MarkusTeufelberger commented 3 years ago

This would just combine 2 transactions (the actual transaction and a sell order of a tiny amount of some random IOU, no need for audits or any weird "authorization process" - if it sells, it sells) into one. I suspect a lot of issues in the details (what if there is too much/too little delivered to cover the fee from the tiny trade, will transactions that use this mechanism be more expensive because they cause a lot more work to calculate and execute, what about transfer fees+pathfinding just to deliver a handful of drops...) with very little benefit, but it definitely could be emulated with 2 transactions for test purposes or just for convenience behind the scenes by a wallet application.

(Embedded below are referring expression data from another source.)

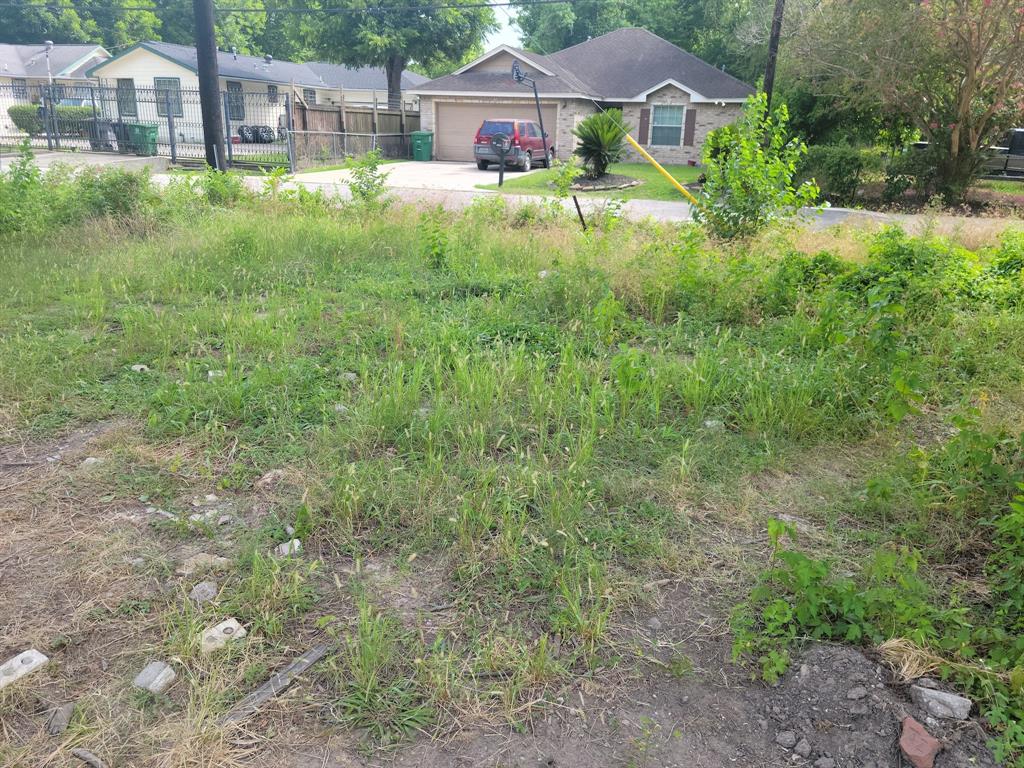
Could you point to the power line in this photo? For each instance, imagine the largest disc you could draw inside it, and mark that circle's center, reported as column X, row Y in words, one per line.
column 313, row 11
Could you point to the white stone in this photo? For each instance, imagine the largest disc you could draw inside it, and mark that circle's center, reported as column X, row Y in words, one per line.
column 217, row 637
column 940, row 704
column 22, row 665
column 293, row 547
column 156, row 677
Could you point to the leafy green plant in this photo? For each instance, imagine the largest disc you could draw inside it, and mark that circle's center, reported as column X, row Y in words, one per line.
column 602, row 137
column 368, row 182
column 751, row 173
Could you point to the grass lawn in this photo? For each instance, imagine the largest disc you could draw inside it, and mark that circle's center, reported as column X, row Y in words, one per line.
column 654, row 185
column 507, row 448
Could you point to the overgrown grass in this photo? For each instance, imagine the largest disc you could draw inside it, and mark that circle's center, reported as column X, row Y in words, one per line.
column 654, row 185
column 534, row 411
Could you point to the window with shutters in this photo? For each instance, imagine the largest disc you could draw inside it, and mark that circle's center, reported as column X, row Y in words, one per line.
column 667, row 125
column 168, row 92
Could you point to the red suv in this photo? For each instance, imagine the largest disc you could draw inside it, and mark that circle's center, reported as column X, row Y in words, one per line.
column 527, row 143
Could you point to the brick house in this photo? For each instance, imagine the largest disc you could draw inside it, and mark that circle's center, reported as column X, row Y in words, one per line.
column 670, row 97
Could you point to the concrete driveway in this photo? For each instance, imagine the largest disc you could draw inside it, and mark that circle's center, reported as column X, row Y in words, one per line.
column 413, row 175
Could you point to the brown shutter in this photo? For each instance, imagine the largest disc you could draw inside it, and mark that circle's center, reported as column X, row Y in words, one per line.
column 690, row 126
column 644, row 125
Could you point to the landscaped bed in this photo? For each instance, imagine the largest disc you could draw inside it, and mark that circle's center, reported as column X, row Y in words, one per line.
column 560, row 495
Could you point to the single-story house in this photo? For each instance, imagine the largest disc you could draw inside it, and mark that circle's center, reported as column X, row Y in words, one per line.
column 669, row 96
column 24, row 70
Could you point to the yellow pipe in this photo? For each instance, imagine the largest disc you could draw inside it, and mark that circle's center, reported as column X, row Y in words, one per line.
column 672, row 179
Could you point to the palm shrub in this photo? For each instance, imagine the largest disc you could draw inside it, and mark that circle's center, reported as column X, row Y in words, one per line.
column 601, row 140
column 751, row 174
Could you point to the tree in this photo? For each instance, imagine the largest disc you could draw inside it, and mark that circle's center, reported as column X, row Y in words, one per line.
column 953, row 69
column 393, row 39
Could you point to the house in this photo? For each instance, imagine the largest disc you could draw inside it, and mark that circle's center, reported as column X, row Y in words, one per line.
column 25, row 69
column 669, row 96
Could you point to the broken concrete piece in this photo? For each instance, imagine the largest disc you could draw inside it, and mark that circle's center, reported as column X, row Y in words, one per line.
column 919, row 745
column 156, row 677
column 940, row 704
column 203, row 561
column 203, row 592
column 59, row 719
column 22, row 665
column 217, row 637
column 287, row 549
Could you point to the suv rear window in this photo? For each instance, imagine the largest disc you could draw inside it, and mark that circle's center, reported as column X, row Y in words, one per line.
column 491, row 127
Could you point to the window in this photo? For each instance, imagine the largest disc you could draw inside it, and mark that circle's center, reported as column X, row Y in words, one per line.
column 127, row 104
column 168, row 90
column 236, row 101
column 667, row 125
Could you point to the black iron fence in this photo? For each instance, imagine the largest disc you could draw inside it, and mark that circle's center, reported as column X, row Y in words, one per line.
column 168, row 122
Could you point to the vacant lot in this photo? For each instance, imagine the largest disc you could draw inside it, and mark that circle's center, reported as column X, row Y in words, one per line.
column 534, row 472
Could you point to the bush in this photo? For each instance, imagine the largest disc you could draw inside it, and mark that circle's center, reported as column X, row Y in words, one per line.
column 27, row 118
column 751, row 172
column 838, row 169
column 601, row 140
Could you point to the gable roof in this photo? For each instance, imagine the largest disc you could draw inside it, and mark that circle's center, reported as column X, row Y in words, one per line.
column 238, row 67
column 622, row 66
column 67, row 61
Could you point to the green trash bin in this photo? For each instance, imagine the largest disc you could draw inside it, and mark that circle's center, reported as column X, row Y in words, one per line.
column 423, row 144
column 142, row 137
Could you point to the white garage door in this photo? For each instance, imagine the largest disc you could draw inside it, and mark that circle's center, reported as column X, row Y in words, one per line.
column 457, row 124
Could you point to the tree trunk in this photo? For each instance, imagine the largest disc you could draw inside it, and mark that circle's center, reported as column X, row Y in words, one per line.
column 395, row 66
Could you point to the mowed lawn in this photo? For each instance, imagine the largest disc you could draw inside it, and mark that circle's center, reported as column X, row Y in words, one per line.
column 654, row 185
column 497, row 438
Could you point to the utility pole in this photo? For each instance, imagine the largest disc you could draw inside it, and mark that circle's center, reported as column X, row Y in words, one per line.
column 209, row 85
column 773, row 41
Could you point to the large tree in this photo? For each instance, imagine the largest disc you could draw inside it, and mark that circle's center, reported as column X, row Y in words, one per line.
column 953, row 69
column 410, row 31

wojake commented 3 years ago

@MarkusTeufelberger Yup, it would combine 2 transactions into 1, this would increase the amount of resources needed to finalize in the XRP Ledger, so naturally, the cost of this transaction would be higher then your normal transaction.

The reason I included "authorization process" is due to liquidity and volatility concerns that may cause transaction errors if the token doesn't have enough liquidity in the native DeX. We don't actually need to verify anything, the authorization process would increase the liquidity which would make the feature work more efficiently

Also, this transaction was meant to allow the usage of other currencies as payment for transaction cost, we would still be needing XRP to create accounts, create orders, add trustlines and XRP is still needed in the native DeX to allow this feature to work.

In my opinion, the XRP Ledger needs to accept other currencies to allow for a more broader usage, not limited to XRP for the end user.

MarkusTeufelberger commented 3 years ago

I don't see how limiting the number of potential tokens would increase some liquidity measure. This proposal only removes (tiny amounts of) market depth and thus would reduce liquidity in all cases. Also volatility and liquidity are not of much concern, transactions are atomic after all. I forsee issues with how to fail such a transaction though in case the trade portion is very complex but failing ultimately.

As said, you can already emulate this since the ledger started and the fact that nobody seems to do it feels like an indication that this is not something that's actually in demand.